3.3. In Vitro Antimicrobial Activity

The antimicrobial properties of the PL-coated K-wires were evaluated by ASTM E2149-01, which is a quantitative antimicrobial test method performed under dynamic contact conditions. Each specimen was sterilized before the experiment with high-pressure steam sterilizer (YX-280D, Jiangyin binjiang Medical Equipment Co., Ltd, Jiangyin, China) at 121 °C for 30 min. Gram-positive bacteria, MRSA ATCC43300, was used as test organism. Strains were stored frozen in glycerol broth at −70 °C and subcultured to ensure purity before testing.

A colony of MRSA grown on a LB agar plate was cultivated in sterilized LB broth and then incubated overnight at 37 °C with a shaking incubator. Then, bacteria were suspended in 1.5 mL culture broth (10⁵ colony forming units (CFU) per mL) and incubated with the PL-coated K-wires at 225 rpm on a shaker for 1 and 24 h. At the end of the incubation, 100 μL solution was took out and plated onto 10-cm LB culture medium plates overnight, respectively. After 24 h incubation, the number of colonies on each plate was quantitated following protocols set forth by the U.S. Food and Drug Administration in their Bacteriological Analytical Manual-Aerobic Plate Count Method [23]. Briefly, the bacteria collected in 100 μL solution were diluted as necessary and plated onto the plates for the quantitation. If the resultant colonies per plate were within 25–250, the undiluted colony numbers were utilized for quantitation. If there were over 250 colonies per plate, the bacterial solution was diluted by factors of 10 (e.g., 1:10, 1:100, 1:1000 dilutions) until resultant colonies per plate were again within 25–250, and colony numbers were then calculated accordingly. An untreated K-wire was used as a control. All determinations were made in triplicate.

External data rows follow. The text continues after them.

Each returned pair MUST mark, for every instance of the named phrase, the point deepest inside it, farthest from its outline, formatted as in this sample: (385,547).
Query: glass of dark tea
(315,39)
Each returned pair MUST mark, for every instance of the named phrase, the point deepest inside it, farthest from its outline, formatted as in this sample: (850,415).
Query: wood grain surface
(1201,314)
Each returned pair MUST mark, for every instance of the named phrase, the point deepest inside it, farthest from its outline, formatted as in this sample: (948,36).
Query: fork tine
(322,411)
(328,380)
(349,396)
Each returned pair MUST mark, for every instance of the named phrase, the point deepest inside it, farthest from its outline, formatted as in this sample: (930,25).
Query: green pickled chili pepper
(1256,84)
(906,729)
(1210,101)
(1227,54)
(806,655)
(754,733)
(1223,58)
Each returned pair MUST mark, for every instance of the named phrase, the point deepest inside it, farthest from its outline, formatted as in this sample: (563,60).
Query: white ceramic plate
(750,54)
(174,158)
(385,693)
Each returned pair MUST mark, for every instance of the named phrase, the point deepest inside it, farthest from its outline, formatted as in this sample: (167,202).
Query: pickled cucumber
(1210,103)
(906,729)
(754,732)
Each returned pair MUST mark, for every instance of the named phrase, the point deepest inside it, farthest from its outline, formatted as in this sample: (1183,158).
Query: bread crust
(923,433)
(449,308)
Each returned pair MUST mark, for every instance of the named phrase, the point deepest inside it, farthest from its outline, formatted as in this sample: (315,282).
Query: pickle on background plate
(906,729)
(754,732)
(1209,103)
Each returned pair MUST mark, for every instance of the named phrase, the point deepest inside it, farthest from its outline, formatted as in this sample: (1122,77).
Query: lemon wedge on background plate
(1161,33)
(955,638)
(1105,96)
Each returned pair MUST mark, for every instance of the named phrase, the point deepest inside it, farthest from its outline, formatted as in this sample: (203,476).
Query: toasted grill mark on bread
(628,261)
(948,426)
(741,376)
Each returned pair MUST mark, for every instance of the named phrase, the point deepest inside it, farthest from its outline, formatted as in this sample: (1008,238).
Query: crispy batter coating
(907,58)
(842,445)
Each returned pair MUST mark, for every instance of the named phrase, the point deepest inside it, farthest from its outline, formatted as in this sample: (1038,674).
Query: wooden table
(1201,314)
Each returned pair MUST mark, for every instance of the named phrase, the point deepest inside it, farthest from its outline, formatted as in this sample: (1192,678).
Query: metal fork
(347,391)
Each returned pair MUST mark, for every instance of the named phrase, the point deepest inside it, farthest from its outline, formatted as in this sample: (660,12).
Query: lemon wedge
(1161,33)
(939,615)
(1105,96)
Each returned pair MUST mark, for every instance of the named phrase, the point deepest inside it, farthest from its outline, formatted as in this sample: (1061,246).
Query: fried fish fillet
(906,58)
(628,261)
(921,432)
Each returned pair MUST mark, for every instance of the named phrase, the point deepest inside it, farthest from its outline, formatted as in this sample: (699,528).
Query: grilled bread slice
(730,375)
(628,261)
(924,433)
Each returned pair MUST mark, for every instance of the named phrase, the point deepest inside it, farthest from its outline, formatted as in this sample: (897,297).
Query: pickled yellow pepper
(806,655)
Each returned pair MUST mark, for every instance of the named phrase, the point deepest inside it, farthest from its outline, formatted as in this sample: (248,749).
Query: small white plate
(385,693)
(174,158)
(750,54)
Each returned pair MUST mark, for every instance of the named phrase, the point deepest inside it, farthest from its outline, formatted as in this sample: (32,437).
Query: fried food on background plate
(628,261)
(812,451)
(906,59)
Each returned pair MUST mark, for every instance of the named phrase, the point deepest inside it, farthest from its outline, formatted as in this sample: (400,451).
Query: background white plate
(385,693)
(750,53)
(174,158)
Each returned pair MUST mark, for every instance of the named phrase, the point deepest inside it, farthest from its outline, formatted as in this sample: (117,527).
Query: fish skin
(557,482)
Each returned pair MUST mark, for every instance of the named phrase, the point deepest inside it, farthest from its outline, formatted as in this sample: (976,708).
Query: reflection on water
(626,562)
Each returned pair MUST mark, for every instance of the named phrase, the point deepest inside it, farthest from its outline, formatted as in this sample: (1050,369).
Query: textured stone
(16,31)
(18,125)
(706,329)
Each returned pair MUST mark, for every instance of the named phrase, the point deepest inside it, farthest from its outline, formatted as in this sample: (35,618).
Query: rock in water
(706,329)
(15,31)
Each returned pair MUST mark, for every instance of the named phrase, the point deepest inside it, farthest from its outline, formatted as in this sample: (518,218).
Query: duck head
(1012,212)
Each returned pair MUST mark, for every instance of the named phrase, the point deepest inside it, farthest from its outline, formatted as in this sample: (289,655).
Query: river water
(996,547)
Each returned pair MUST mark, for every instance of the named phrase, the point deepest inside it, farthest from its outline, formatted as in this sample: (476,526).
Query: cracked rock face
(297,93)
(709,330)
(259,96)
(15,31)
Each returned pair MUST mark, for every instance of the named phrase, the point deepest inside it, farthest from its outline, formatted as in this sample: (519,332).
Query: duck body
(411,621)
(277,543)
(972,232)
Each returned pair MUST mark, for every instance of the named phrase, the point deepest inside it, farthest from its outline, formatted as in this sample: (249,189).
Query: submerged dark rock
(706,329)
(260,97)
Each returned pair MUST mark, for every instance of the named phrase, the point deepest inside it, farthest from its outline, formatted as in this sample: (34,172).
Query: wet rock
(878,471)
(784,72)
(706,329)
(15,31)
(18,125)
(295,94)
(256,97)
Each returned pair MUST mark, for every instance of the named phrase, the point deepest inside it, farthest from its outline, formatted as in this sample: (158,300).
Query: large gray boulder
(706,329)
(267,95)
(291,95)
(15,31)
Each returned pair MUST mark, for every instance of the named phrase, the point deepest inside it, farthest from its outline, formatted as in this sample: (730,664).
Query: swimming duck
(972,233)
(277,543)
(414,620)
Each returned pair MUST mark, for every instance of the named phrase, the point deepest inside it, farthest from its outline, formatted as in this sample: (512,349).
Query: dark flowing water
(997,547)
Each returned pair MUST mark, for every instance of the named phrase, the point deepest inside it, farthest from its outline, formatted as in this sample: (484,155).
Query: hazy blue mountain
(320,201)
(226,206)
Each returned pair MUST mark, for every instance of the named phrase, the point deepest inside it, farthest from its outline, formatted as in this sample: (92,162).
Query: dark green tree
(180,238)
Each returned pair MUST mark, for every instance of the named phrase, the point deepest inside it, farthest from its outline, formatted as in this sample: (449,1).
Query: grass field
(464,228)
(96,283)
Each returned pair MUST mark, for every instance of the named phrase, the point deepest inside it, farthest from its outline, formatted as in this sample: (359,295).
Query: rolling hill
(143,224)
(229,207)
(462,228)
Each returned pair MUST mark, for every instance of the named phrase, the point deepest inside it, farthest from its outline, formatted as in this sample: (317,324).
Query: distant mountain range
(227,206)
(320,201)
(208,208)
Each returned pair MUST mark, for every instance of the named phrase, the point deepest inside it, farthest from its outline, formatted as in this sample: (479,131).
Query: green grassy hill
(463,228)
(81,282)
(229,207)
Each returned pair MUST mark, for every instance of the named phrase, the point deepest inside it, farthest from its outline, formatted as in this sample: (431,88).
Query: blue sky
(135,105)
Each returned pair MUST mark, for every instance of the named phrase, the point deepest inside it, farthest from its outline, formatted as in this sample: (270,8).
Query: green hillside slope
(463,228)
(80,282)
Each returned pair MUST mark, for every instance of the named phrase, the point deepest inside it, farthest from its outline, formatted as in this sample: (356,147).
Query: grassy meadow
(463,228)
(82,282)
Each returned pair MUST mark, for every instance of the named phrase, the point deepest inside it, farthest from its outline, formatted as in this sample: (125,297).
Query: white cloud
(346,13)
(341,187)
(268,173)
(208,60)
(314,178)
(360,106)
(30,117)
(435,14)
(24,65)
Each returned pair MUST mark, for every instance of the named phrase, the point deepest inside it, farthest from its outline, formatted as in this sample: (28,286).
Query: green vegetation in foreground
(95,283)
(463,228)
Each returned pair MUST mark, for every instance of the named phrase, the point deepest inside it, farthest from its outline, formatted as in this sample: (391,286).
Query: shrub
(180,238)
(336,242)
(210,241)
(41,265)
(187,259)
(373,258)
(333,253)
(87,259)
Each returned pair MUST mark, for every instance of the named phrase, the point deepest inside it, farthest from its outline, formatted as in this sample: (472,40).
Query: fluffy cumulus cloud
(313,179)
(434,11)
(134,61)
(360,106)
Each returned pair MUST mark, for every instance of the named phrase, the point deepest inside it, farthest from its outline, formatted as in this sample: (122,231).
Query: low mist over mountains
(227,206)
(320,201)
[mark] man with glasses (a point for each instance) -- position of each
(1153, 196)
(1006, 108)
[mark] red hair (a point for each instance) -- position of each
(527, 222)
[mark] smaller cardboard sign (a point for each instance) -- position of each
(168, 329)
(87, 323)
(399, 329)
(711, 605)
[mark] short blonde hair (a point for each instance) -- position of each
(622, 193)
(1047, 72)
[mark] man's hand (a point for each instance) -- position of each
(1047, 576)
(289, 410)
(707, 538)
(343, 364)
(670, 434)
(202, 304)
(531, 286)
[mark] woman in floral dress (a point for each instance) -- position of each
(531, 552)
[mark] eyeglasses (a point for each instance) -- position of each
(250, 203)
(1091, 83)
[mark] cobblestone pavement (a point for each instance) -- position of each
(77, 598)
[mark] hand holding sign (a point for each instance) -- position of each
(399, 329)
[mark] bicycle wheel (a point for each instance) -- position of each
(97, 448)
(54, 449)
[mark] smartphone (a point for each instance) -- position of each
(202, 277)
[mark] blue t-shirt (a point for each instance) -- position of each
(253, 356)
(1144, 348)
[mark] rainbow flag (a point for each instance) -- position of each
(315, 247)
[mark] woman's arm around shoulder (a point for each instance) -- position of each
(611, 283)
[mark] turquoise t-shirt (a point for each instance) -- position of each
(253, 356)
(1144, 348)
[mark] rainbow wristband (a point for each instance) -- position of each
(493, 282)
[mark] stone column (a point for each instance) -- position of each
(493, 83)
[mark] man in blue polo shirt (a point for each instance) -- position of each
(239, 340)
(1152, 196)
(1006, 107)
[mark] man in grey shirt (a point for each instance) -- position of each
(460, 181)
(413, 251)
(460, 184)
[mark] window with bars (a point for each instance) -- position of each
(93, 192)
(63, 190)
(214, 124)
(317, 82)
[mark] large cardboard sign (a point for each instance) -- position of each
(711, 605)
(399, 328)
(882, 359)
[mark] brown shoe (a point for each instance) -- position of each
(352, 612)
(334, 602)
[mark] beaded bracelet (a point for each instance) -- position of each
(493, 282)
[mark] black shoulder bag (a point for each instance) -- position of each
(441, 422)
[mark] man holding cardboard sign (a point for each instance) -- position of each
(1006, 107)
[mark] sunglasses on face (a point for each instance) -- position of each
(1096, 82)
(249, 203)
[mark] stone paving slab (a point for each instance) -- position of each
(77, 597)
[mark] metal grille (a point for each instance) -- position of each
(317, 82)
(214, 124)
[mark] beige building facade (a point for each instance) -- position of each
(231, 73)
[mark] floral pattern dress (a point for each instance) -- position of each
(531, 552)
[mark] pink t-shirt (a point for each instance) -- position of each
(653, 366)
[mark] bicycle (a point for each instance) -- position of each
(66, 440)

3.4. Antibacterial Stability Test

For testing the effect of steam sterilization on the antimicrobial activity of the PL coatings, the PL-coated K-wires were treated with high-pressure steam sterilizer at 121 °C for 30 min, and then were incubated with 1.5 mL of cell suspension in a 2 mL conical tube at 37 °C with a shaking incubator. This steam sterilization and the subsequent incubation processes were repeated twice. Samples were taken out after 24 h, and plated on LB agar plates. The inoculated plates were incubated at 37 °C for 24 h, and the surviving cells were counted. All determinations were made in triplicate. The antimicrobial activity was expressed as R = % reduction of the organism after contact with the test samples compared to the number of S. aureus cells surviving after contact with the control.

4. Conclusions

In the present study, the K-wires have been modified with the PL for producing antibacterial activity toward MRSA. Modification of the K-wires with PL coatings was facile just by immersing them in the luteolin-containing aqueous solution for 24 h. Characterization with SEM and cyclic voltammetry indicated the presence of the PL coatings on the K-wires. The PL-coated K-wires were found to possess good antibacterial activity toward MRSA. Moreover, such antibacterial activity was unimpaired by the steam sterilization, which will facilitate the practical application of the PL-coated K-wires.